# Wireless Problems with Cisco E2500



## zehaus (Jul 15, 2011)

Hey, 

My network is a bit muddled but I have a Comcast Cable modem going to an old linksys router which then goes to 4 switches. One of those switches then sends my wired connection to my part of the house (big old student housing) which connects ok. (wired.txt)

The problem is when I plug my new Cisco E2500 into the wired connection - and then connect to that or use the wireless - I am local only even after factory reset. (wireless.txt) I attached the requested info.

Thanks for any help your able to offer.


----------



## lorjack (Nov 15, 2007)

Make sure you have the wires hooked up correctly. The wire coming from the switch should plug into one of the LAN ports on your 2500 router. You'll also have to log into the new router and disable DHCP.


----------



## zehaus (Jul 15, 2011)

I disabled the DHCP on my E2500 and still nothing...All of the wires are connected properly.

Thanks!


----------



## 2xg (Aug 5, 2009)

Hello,

You'll have to clone the Mac Address.
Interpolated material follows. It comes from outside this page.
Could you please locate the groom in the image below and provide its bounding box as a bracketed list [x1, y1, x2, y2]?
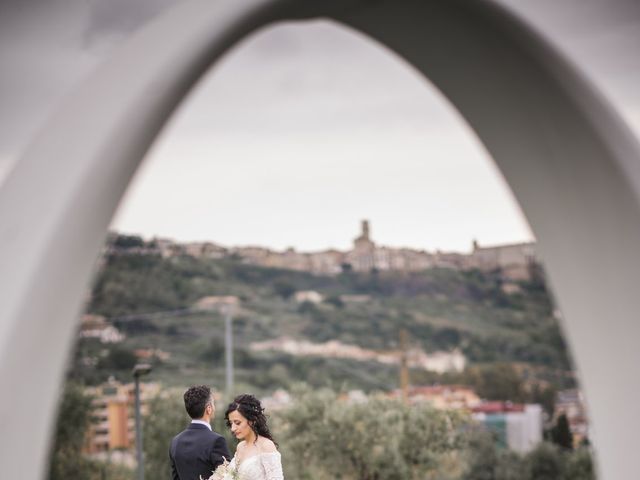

Please check this out - Post #8.


----------



## zehaus (Jul 15, 2011)

OK,

I reset to factory and cloned the MAC Address and put in the one from my renew and still nothing...


----------



## 2xg (Aug 5, 2009)

If you connect wired to the router, can you connect to the internet? How about wireless?

Have you tried to Power Cycle?

Can you post an ipconfig /all while a computer is wired to the router?


----------



## lorjack (Nov 15, 2007)

Post an ipconfig /all for one of the computers connected to the other router as well so we can see its configuration.


----------